Google, Facebook, Microsoft
and the rest of the techstablishment have been steadily growing their
machine learning research groups. With hundreds of publications each,
these companies’ academic pursuits have been well documented, but Apple
has been stubborn — keeping its magic all to itself.
Things started to change earlier this month when Apple’s Director of AI Research, Russ Salakhutdinov, announced that the company would soon begin publishing research. The team’s first attempt is both timely and pragmatic.
In recent times, synthetic images and videos have been used with
greater frequency to train machine learning models. Rather than use cost
and time intensive real-world imagery, generated images are less
costly, readily available and customizable.
The technique presents a lot of potential, but it’s risky because
small imperfections in synthetic training material can have serious
negative implications for a final product. Put another way, it’s hard to
ensure generated images meet the same quality standards as real images.
Apple is proposing to use Generative Adversarial Networks or
GANs to improve the quality of these synthetic training images. GANs
are not new, but Apple is making modifications to serve its purpose.
At a high level, GANs work by taking advantage of the adversarial
relationship between competing neural networks.
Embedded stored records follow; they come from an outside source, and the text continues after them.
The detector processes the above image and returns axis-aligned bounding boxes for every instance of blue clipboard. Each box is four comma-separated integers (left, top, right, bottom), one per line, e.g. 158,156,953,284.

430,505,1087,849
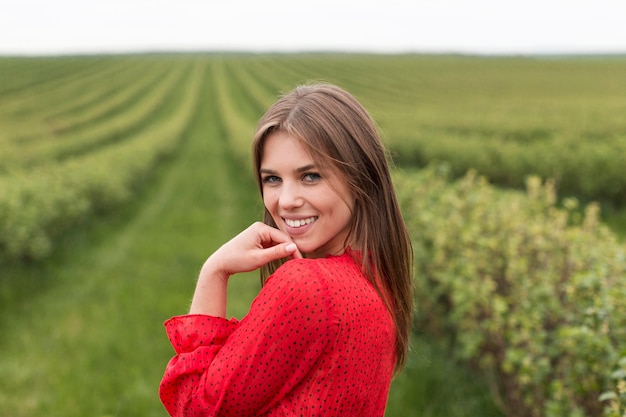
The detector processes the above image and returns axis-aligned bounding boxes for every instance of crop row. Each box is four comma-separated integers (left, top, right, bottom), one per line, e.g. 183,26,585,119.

0,58,189,172
0,58,205,259
217,55,626,206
In Apple’s case, a
simulator generates synthetic images that are run through a refiner.
These refined images are then sent to a discriminator that’s tasked with
distinguishing real images from synthetic ones.
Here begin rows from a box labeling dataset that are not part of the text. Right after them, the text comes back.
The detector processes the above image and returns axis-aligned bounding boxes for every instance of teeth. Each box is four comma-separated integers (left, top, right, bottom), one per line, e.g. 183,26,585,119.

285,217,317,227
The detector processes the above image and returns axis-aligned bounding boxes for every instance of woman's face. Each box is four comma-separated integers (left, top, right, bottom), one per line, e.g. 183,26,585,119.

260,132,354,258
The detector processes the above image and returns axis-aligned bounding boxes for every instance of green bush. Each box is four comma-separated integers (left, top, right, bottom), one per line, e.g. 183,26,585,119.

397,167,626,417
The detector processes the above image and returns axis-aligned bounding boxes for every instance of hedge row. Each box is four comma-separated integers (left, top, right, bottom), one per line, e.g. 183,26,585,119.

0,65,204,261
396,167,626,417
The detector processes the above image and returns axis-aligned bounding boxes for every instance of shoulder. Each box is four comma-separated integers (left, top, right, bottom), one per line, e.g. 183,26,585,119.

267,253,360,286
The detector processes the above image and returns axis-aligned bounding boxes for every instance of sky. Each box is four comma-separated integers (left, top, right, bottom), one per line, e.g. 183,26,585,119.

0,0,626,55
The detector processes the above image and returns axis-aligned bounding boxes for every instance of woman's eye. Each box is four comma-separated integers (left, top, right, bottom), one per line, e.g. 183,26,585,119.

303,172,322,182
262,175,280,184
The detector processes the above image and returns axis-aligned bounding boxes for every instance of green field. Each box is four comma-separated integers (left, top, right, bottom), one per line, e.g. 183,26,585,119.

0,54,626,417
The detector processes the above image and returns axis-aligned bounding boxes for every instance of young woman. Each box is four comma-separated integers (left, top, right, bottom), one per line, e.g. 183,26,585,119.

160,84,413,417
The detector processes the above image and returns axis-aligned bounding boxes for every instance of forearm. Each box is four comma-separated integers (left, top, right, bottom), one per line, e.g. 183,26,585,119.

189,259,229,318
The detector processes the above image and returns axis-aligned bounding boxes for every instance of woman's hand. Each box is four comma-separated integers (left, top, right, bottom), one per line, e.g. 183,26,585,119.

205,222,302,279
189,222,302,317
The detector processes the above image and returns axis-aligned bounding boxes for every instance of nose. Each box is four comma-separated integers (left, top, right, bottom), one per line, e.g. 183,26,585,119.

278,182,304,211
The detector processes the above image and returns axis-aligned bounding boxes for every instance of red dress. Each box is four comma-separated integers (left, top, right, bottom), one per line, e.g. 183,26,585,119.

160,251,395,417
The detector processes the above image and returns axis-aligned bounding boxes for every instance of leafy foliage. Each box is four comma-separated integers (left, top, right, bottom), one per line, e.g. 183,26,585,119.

From a game theory perspective, the networks are competing in a
two-player minimax game. The goal in this type of game is to minimize
the maximum possible loss.
Apple SimGAN variation is trying to minimize both local adversarial
loss and a self regulation term. These terms simultaneously minimize
the differences between synthetic and real images while minimizing the
difference between synthetic and refined images to retain annotations.
The idea here is that too much alteration can destroy the value of the
unsupervised training set. If trees no-longer look like trees and the
point of your model is to help self-driving cars recognize trees to
avoid, you’ve failed.
The researchers also made some fine-tuned modifications, like forcing
the models to use the full history of refined images, not just those
from the mini-batch, to ensure the adversarial network can identify all
generated images as fake at any given time. You can read more about
these alterations directly from Apple’s work, entitled Learning from Simulated and Unsupervised Images through Adversarial Training.